Two sisters in Uttar Pradesh have been found raped, murdered and hanging from a tree in the latest incident of sexual violence to shock India.
The bodies of the girls, aged 15 and 17, were found suspended from a tree by their shawls near their home in Lakhimpur district on Wednesday afternoon. They belonged to the Dalit caste, the lowest in India’s hierarchical and discriminatory Hindu caste system, which used to deem Dalits as “untouchables”.
Police said the postmortem examination confirmed both sisters were raped after being dragged into a sugarcane field and then strangled to death, before being hanged from the tree to make their deaths look like suicide.
Six men, including a neighbour of the family, have been arrested and charged with crimes including rape, murder and helping to abet and cover up the murder.
“The girls were raped in the fields. When they insisted that the men marry them, the men strangled them with their dupattas [shawls],” the district police chief, Sanjeev Suman, told reporters.
According to the police, the men, who were all from the same village, had been known to the girls and the pair had gone with them willingly on Wednesday afternoon.
The mother of the two girls disputed this account and said two of the men had turned up at the house on Wednesday afternoon and forcibly taken away her daughters on scooters. “I tried to stop them and ran behind them, but they beat me up and left. I shouted and ran back to seek help from the villagers,” she told local media.
The police handed the bodies back to the family but they refused to carry out the cremation until the government promised a fast-track trial and compensation.
The incident triggered local protests and criticism of the ruling government of Uttar Pradesh, led by the hardline Hindu nationalist monk Yogi Adityanath, who has been accused of not doing enough to protect women from rape and sexual violence, particularly those from poor and lower-caste backgrounds. In 2020, there was a mass outcry after a Dalit girl was raped and murdered in Hathras, another district in Uttar Pradesh.
Brajesh Pathak, the deputy chief minister of Uttar Pradesh, said the perpetrators would face “such an action that the souls of their coming generations will also shiver. Justice will be given.”
The incident highlighted the ongoing scandal of rape and violence against women in India, which was found to be the most dangerous country to be a woman in a 2018 poll by the Reuters Foundation.
Last month, the Indian National Crime Records Bureau (NCRB) reported a 19% increase in rape cases over the past year compared with 2020, an average of 87 cases a day. The NCRB data also shows there was a 45% rise in reported rapes of Dalit women between 2015 and 2020.
However, the true extent of the sexual violence against women and girls in India is thought to be far greater than the figures show, especially among the Dalit community where there is widespread under-reporting of rape. One estimate, based on government data, concluded that 99% of sexual violence cases went unreported.

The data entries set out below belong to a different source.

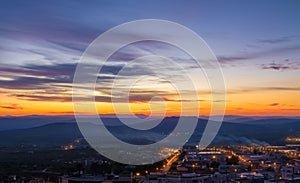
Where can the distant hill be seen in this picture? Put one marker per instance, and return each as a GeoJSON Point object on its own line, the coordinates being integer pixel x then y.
{"type": "Point", "coordinates": [262, 131]}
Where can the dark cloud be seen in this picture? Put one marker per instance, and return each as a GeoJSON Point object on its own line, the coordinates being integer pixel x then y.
{"type": "Point", "coordinates": [37, 76]}
{"type": "Point", "coordinates": [12, 106]}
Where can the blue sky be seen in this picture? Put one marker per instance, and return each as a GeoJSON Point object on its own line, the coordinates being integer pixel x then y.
{"type": "Point", "coordinates": [257, 42]}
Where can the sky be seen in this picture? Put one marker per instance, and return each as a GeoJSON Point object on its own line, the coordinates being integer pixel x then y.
{"type": "Point", "coordinates": [256, 42]}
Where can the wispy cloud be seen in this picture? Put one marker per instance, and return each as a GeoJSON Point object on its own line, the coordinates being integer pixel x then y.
{"type": "Point", "coordinates": [11, 106]}
{"type": "Point", "coordinates": [286, 65]}
{"type": "Point", "coordinates": [260, 54]}
{"type": "Point", "coordinates": [278, 40]}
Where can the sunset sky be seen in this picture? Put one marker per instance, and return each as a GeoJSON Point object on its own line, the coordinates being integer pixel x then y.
{"type": "Point", "coordinates": [256, 42]}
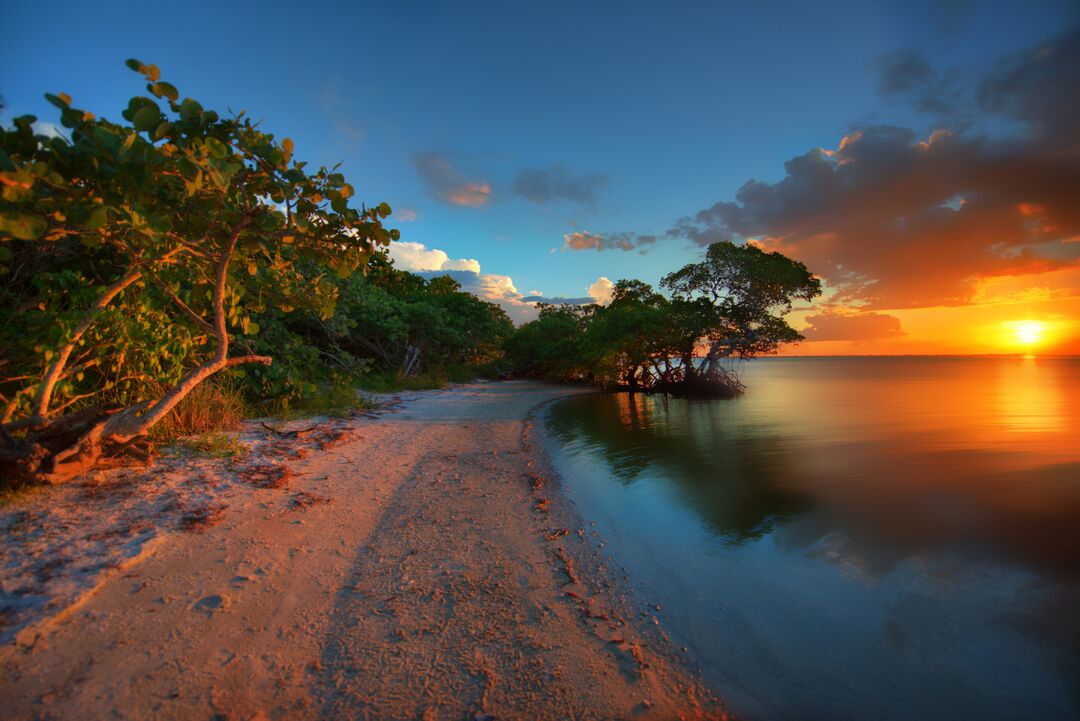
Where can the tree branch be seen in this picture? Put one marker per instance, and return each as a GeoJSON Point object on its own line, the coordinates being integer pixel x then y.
{"type": "Point", "coordinates": [44, 394]}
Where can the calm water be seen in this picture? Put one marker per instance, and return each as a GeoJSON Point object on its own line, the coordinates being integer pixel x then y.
{"type": "Point", "coordinates": [856, 538]}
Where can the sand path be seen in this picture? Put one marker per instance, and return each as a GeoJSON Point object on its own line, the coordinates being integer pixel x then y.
{"type": "Point", "coordinates": [427, 568]}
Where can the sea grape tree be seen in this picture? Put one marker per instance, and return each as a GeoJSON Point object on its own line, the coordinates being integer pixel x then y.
{"type": "Point", "coordinates": [158, 239]}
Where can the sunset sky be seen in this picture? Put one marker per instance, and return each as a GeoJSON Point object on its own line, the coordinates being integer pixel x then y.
{"type": "Point", "coordinates": [922, 158]}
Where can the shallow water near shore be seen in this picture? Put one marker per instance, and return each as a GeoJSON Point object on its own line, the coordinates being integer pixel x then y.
{"type": "Point", "coordinates": [855, 538]}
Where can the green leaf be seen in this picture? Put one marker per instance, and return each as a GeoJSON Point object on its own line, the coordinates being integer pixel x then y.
{"type": "Point", "coordinates": [62, 100]}
{"type": "Point", "coordinates": [23, 226]}
{"type": "Point", "coordinates": [190, 109]}
{"type": "Point", "coordinates": [162, 89]}
{"type": "Point", "coordinates": [97, 217]}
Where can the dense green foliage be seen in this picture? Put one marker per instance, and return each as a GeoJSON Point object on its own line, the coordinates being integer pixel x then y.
{"type": "Point", "coordinates": [731, 304]}
{"type": "Point", "coordinates": [134, 255]}
{"type": "Point", "coordinates": [142, 258]}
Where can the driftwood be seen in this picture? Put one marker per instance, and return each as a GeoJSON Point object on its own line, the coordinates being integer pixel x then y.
{"type": "Point", "coordinates": [291, 434]}
{"type": "Point", "coordinates": [71, 446]}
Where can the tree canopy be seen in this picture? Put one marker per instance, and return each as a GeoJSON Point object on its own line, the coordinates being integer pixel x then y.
{"type": "Point", "coordinates": [730, 304]}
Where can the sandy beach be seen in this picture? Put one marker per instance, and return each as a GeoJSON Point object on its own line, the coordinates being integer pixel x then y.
{"type": "Point", "coordinates": [416, 562]}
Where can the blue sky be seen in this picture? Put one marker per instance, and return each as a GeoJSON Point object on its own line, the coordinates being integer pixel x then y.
{"type": "Point", "coordinates": [635, 114]}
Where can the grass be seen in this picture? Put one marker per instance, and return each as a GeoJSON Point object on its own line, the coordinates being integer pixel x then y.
{"type": "Point", "coordinates": [336, 400]}
{"type": "Point", "coordinates": [213, 406]}
{"type": "Point", "coordinates": [215, 445]}
{"type": "Point", "coordinates": [391, 382]}
{"type": "Point", "coordinates": [11, 493]}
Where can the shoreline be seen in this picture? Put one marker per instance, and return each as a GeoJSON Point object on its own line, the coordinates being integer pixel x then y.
{"type": "Point", "coordinates": [418, 562]}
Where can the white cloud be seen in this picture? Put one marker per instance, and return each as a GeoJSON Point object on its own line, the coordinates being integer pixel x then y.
{"type": "Point", "coordinates": [601, 290]}
{"type": "Point", "coordinates": [412, 256]}
{"type": "Point", "coordinates": [49, 130]}
{"type": "Point", "coordinates": [521, 308]}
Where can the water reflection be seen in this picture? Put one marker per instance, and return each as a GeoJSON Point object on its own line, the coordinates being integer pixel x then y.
{"type": "Point", "coordinates": [915, 517]}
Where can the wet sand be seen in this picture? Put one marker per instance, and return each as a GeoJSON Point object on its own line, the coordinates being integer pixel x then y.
{"type": "Point", "coordinates": [416, 563]}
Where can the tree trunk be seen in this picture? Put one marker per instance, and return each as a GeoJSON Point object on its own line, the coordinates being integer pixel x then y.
{"type": "Point", "coordinates": [77, 443]}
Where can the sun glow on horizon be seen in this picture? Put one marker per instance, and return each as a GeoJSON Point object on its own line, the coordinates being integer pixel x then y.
{"type": "Point", "coordinates": [1026, 332]}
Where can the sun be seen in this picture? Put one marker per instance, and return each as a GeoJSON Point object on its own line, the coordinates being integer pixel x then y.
{"type": "Point", "coordinates": [1028, 332]}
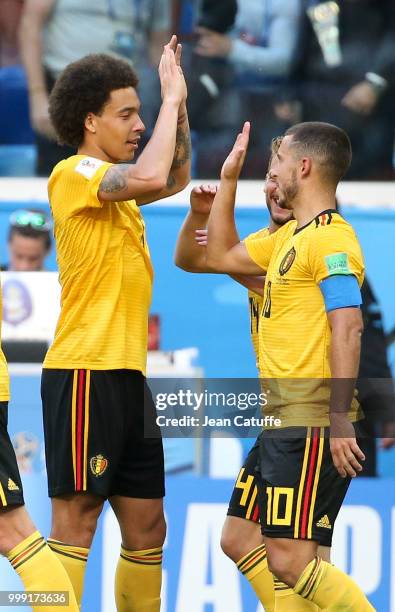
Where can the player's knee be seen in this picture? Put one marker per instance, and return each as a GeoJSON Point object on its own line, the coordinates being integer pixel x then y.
{"type": "Point", "coordinates": [148, 534]}
{"type": "Point", "coordinates": [75, 520]}
{"type": "Point", "coordinates": [15, 526]}
{"type": "Point", "coordinates": [230, 545]}
{"type": "Point", "coordinates": [280, 565]}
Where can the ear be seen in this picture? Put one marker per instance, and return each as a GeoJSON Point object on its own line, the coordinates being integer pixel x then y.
{"type": "Point", "coordinates": [90, 123]}
{"type": "Point", "coordinates": [305, 166]}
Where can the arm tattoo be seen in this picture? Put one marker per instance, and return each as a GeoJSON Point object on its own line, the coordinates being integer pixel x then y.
{"type": "Point", "coordinates": [182, 152]}
{"type": "Point", "coordinates": [115, 179]}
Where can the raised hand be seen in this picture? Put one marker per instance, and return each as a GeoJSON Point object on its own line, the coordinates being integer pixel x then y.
{"type": "Point", "coordinates": [202, 198]}
{"type": "Point", "coordinates": [345, 451]}
{"type": "Point", "coordinates": [173, 86]}
{"type": "Point", "coordinates": [234, 162]}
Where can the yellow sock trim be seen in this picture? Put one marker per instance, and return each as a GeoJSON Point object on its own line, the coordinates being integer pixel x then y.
{"type": "Point", "coordinates": [138, 580]}
{"type": "Point", "coordinates": [151, 556]}
{"type": "Point", "coordinates": [26, 549]}
{"type": "Point", "coordinates": [40, 570]}
{"type": "Point", "coordinates": [254, 567]}
{"type": "Point", "coordinates": [287, 600]}
{"type": "Point", "coordinates": [73, 559]}
{"type": "Point", "coordinates": [331, 589]}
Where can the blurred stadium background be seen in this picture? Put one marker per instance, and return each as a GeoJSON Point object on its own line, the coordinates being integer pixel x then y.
{"type": "Point", "coordinates": [200, 324]}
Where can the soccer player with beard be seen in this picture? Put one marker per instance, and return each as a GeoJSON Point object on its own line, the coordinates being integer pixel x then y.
{"type": "Point", "coordinates": [309, 345]}
{"type": "Point", "coordinates": [242, 540]}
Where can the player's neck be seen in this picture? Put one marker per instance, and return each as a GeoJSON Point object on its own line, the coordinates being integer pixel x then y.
{"type": "Point", "coordinates": [308, 205]}
{"type": "Point", "coordinates": [92, 150]}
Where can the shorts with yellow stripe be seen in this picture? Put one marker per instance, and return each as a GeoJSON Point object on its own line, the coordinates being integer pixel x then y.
{"type": "Point", "coordinates": [94, 423]}
{"type": "Point", "coordinates": [11, 493]}
{"type": "Point", "coordinates": [300, 490]}
{"type": "Point", "coordinates": [244, 500]}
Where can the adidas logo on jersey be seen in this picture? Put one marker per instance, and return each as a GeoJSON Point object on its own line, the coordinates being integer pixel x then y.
{"type": "Point", "coordinates": [12, 486]}
{"type": "Point", "coordinates": [324, 522]}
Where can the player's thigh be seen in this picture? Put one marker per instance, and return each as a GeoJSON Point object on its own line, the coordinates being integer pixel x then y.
{"type": "Point", "coordinates": [141, 521]}
{"type": "Point", "coordinates": [140, 469]}
{"type": "Point", "coordinates": [84, 428]}
{"type": "Point", "coordinates": [300, 488]}
{"type": "Point", "coordinates": [11, 493]}
{"type": "Point", "coordinates": [244, 499]}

Jacqui Hunt, the global lead on sexual violence for the advocacy group Equality Now, said: “The horrific reported rape and murder of these two young sisters joins a heartbreaking list of appalling caste-based crimes of sexual violence that have triggered public protest in India.”
The group has documented the plight of Dalit women in India, who are disproportionately subjected to sexual violence but denied access to justice.
In June, a 13-year-old Dalit girl was found gang-raped and murdered in Uttar Pradesh’s Chitrakoot district. In 2021, a nine-year-old Dalit girl was gang-raped. A six-year-old Dalit girl was raped two days later in a separate incident in Delhi.
Hunt was critical of the “lack of significant efforts” to address caste-based sexual violence, even as cases continued to be thrust into the spotlight.
“We welcome efforts by the Indian government to prevent and address sexual violence,” she added. “Yet systemic change is desperately needed, incorporating good laws and protections that are effectively implemented to protect caste minorities and uphold perpetrator accountability.”